There’s a growing number of writers out there in etherland who are wandering around without their brains. I rarely say this because I’m a writer myself and would hate to be accused of leaving my cerebral cortex in my other purse. However, given the recent rash of odd submissions, I can only deduce that the glue had peeled back from many a head and allowed brains to go begging on the sidewalk.
Submitting or querying is fairly straightforward. It doesn’t require an advanced degree or special dispensation from the Pope. All one need do is go to the agent or publisher of their choice and determine if they produce or represent the kind of work you write. If they do, the next step is to review their guidelines. Carefully. What could be easier, right?
In the past month, I’ve received five CD’s. Do these people really believe that I’m going to d/load anything unsolicited to my harddrive?? Oh, one came in a very pretty envelope and promised me that I was seeing the very best of American literature. Really? Well, not if it’s on a C-freaking-D. All went directly into the trash.
I received a submission that was filled with a slew of photos and also promised that I was getting the next thriller that will turn America on its ear. Wow. Really cool. Except we don’t pub thrillers. Like an idiot, I wrote this guy back – something I rarely do – to tell him that rather than including all the hoo ha pictures and sensational drivel, he might consider including a synopsis. My jaw dropped in my lap when he called the office to inform me that I’d hurt his feelings. I suggested that perhaps he was pursuing the wrong hobby. Obviously he’s never seen a scathing PW review.
This month’s winner goes to the clever writer who told me that he’d written his first “autobiographical novel,” huh?, and had come to the conclusion that it was horrifically inept, “unequivocably” disastrous, and a magnanimous train wreck transcribed to paper, but that he hoped I would consider publishing it.
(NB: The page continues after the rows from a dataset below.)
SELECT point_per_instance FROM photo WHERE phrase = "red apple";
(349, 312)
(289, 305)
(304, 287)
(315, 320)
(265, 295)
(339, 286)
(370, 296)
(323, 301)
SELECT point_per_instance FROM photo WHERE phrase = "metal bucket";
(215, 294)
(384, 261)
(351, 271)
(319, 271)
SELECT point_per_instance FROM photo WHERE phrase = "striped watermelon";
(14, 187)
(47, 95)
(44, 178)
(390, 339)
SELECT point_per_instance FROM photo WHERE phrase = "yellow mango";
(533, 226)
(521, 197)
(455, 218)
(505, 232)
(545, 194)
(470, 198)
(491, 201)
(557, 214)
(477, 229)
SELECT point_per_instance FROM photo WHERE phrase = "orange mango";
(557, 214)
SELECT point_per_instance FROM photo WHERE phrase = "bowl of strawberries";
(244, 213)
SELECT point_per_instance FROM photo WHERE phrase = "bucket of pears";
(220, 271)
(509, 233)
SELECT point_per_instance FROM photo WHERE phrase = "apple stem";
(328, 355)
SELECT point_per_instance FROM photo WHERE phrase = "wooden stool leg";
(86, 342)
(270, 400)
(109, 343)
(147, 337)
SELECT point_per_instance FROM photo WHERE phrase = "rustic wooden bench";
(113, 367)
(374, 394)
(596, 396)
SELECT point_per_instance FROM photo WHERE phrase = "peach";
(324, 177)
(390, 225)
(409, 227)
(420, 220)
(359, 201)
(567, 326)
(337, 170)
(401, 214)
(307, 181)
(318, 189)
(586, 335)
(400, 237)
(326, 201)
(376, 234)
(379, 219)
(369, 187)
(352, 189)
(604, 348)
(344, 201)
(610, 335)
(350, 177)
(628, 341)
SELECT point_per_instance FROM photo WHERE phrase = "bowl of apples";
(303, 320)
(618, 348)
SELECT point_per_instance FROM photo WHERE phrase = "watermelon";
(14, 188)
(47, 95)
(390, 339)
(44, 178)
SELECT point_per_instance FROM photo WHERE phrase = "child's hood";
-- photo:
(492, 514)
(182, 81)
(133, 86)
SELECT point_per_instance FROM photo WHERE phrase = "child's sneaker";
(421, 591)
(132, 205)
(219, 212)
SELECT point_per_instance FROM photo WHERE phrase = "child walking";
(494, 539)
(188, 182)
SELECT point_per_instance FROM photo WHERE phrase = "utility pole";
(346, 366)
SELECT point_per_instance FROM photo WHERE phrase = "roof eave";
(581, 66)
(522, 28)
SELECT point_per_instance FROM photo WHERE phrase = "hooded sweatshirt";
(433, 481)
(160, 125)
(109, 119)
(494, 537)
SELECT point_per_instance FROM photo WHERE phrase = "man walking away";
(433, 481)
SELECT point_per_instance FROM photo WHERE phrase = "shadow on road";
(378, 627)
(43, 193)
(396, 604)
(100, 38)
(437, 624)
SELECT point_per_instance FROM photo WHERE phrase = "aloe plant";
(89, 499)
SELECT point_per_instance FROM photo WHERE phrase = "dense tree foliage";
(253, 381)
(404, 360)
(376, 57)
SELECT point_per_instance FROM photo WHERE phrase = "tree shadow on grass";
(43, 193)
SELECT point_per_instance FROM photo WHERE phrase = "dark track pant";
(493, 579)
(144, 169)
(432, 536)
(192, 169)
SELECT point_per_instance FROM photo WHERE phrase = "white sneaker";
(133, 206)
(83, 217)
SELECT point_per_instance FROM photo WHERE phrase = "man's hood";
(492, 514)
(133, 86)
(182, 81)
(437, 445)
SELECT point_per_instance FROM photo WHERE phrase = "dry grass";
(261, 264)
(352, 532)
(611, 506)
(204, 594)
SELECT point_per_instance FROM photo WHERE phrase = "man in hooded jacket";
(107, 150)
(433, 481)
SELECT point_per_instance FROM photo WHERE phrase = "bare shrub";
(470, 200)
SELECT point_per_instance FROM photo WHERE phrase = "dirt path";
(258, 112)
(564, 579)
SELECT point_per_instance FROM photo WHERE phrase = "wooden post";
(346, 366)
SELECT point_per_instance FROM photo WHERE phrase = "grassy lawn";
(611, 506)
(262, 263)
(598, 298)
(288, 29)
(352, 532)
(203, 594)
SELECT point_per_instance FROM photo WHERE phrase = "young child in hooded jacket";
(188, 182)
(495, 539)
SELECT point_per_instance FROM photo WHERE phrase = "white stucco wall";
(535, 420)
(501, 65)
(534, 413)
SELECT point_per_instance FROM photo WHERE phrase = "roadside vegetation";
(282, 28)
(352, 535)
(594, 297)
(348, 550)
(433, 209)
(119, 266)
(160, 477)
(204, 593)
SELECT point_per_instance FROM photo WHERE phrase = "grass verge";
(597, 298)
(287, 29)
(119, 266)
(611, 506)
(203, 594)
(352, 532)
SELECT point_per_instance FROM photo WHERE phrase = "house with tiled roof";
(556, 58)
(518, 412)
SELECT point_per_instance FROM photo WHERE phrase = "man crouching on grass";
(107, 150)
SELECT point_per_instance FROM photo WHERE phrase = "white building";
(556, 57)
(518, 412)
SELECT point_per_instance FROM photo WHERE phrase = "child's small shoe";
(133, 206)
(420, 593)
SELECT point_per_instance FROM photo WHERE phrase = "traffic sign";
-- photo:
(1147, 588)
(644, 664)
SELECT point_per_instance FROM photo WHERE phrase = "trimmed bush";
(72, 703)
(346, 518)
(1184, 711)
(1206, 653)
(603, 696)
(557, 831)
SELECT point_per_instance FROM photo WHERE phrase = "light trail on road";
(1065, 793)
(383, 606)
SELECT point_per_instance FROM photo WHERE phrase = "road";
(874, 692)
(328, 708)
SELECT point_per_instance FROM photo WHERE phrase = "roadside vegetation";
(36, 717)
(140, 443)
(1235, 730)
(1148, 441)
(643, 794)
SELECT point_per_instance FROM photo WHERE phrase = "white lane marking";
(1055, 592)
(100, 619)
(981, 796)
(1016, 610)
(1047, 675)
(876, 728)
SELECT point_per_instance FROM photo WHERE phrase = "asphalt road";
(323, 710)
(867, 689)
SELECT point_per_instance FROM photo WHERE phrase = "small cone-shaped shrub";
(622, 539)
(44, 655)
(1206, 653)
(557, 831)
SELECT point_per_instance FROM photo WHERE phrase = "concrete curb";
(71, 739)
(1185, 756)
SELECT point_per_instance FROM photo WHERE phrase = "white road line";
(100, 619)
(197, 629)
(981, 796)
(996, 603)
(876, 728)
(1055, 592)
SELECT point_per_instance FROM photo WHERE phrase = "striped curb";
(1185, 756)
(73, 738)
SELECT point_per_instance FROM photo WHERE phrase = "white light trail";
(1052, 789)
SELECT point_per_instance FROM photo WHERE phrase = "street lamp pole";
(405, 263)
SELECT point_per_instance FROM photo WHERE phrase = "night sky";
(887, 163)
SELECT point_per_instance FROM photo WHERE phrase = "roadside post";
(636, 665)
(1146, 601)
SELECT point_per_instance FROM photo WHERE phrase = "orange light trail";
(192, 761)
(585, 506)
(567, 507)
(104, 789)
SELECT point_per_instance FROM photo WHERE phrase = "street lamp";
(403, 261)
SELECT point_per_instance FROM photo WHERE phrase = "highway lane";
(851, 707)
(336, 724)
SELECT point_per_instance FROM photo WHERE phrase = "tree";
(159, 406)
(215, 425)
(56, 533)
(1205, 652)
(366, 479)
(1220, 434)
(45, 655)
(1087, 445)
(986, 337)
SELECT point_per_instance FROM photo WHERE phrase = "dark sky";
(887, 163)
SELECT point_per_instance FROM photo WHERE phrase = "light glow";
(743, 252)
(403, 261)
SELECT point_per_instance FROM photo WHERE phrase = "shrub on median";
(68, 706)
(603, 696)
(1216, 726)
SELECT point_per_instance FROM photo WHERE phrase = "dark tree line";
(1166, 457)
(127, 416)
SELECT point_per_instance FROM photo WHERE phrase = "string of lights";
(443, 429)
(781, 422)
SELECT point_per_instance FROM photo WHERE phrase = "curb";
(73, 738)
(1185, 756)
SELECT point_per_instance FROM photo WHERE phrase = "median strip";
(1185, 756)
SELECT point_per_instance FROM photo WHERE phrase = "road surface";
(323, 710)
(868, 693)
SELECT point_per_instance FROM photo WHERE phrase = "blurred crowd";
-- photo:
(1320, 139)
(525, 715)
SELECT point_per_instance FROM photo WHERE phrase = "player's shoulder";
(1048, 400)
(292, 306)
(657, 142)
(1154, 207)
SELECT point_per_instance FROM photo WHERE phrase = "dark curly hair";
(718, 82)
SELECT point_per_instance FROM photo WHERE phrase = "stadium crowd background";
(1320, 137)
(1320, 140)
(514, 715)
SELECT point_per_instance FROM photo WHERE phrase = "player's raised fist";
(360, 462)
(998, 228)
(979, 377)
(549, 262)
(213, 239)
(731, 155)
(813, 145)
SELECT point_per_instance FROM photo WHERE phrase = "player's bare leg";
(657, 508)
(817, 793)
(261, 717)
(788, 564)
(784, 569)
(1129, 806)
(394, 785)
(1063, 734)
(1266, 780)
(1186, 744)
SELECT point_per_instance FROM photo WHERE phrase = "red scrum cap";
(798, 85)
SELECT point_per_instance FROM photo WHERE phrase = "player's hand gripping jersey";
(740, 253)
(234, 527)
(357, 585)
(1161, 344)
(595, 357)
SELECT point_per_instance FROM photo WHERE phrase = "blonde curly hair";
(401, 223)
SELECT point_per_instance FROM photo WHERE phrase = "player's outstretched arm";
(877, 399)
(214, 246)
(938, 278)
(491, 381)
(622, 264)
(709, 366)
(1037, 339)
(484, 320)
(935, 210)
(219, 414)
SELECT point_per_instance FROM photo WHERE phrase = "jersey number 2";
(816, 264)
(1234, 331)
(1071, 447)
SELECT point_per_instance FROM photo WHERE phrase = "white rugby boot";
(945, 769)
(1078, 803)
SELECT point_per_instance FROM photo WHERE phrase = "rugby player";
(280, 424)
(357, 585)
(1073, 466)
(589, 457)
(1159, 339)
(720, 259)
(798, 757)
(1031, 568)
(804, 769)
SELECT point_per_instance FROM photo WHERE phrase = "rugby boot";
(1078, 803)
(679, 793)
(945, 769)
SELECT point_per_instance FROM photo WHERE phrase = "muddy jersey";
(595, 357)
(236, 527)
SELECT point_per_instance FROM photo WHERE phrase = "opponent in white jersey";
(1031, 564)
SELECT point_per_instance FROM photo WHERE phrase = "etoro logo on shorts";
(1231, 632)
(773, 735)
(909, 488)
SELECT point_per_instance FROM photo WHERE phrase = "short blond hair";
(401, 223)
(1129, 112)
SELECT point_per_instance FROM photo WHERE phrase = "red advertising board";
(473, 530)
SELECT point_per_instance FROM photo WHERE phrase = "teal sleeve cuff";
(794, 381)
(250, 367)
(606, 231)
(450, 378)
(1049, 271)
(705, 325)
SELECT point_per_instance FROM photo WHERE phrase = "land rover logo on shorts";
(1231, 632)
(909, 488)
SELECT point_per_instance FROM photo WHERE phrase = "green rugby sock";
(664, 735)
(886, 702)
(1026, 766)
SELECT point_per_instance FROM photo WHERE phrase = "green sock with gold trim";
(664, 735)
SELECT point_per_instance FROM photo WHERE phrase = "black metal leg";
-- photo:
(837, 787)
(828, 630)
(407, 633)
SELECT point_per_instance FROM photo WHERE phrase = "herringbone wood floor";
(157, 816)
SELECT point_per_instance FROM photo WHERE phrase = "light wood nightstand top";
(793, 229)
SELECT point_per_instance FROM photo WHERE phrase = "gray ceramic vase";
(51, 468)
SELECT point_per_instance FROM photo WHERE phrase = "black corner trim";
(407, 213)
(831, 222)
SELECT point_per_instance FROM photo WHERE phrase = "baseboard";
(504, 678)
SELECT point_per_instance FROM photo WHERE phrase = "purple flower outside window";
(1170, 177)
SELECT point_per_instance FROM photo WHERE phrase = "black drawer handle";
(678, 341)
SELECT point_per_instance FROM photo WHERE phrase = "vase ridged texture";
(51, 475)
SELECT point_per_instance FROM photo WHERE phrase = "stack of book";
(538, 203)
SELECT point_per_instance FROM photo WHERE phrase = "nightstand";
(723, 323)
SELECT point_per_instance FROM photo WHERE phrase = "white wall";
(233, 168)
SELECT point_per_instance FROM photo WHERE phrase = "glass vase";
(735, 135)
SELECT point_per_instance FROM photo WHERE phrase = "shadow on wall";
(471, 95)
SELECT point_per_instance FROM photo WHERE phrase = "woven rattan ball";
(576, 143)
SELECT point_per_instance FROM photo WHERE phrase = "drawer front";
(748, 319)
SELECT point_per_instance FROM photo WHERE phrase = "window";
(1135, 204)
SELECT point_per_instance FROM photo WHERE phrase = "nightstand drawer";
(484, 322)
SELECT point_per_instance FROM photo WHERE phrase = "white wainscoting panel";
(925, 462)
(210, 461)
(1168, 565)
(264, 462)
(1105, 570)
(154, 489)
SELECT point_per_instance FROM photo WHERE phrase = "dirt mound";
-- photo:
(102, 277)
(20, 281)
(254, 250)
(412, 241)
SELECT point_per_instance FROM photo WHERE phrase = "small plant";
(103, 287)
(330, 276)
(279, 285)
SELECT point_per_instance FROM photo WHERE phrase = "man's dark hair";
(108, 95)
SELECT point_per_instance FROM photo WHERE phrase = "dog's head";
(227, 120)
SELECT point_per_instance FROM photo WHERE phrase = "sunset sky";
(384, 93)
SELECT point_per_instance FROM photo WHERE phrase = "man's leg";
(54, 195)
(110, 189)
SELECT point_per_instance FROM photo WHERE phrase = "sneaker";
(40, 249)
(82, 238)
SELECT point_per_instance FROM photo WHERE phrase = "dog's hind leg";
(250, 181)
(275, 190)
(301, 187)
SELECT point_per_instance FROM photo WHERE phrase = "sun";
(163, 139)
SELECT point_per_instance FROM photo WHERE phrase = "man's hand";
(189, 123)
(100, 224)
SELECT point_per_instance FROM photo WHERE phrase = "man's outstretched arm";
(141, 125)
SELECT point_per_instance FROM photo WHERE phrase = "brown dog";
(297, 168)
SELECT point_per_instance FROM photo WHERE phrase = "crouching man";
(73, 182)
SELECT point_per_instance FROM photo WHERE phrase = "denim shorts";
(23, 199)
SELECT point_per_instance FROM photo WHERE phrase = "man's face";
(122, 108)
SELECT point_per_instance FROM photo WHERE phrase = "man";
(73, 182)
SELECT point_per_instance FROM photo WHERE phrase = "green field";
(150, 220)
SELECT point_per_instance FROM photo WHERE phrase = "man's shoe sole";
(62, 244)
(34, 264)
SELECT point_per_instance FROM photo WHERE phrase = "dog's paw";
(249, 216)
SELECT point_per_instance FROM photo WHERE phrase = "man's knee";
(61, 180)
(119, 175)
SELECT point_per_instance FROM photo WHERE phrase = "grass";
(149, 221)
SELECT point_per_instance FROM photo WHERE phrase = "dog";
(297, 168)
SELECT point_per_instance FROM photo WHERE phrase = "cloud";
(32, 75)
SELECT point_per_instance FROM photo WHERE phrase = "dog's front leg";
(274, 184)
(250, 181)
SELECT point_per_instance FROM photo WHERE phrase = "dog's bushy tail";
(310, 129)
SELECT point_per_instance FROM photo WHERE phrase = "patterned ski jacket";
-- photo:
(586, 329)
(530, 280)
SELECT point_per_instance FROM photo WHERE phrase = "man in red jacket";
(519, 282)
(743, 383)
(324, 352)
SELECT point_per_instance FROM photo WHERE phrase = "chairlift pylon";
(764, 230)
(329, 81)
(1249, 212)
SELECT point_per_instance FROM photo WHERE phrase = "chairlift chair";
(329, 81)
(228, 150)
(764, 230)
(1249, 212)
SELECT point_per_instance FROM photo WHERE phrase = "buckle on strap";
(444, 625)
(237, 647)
He not only felt I should see this, but that fifteen other publishers should as well – as we were all listed in the address line. The added bonus was his P.S. which apologized for the mass email and oh, so, hoped he hadn’t broken any protocol. Nah, no worries, dude, I’d love nothing more than to publish someone’s horrifically inept train wreck of a manuscript. I may pull out my toenails with a rusty set of pliers just for kicks.
So, for Christmas, I’ve asked Santa to give fresh batches of glue sticks in hopes that this brave new world of writers puts them to good use. As for me, I’ve asked Santa to up my order for Jim Beam.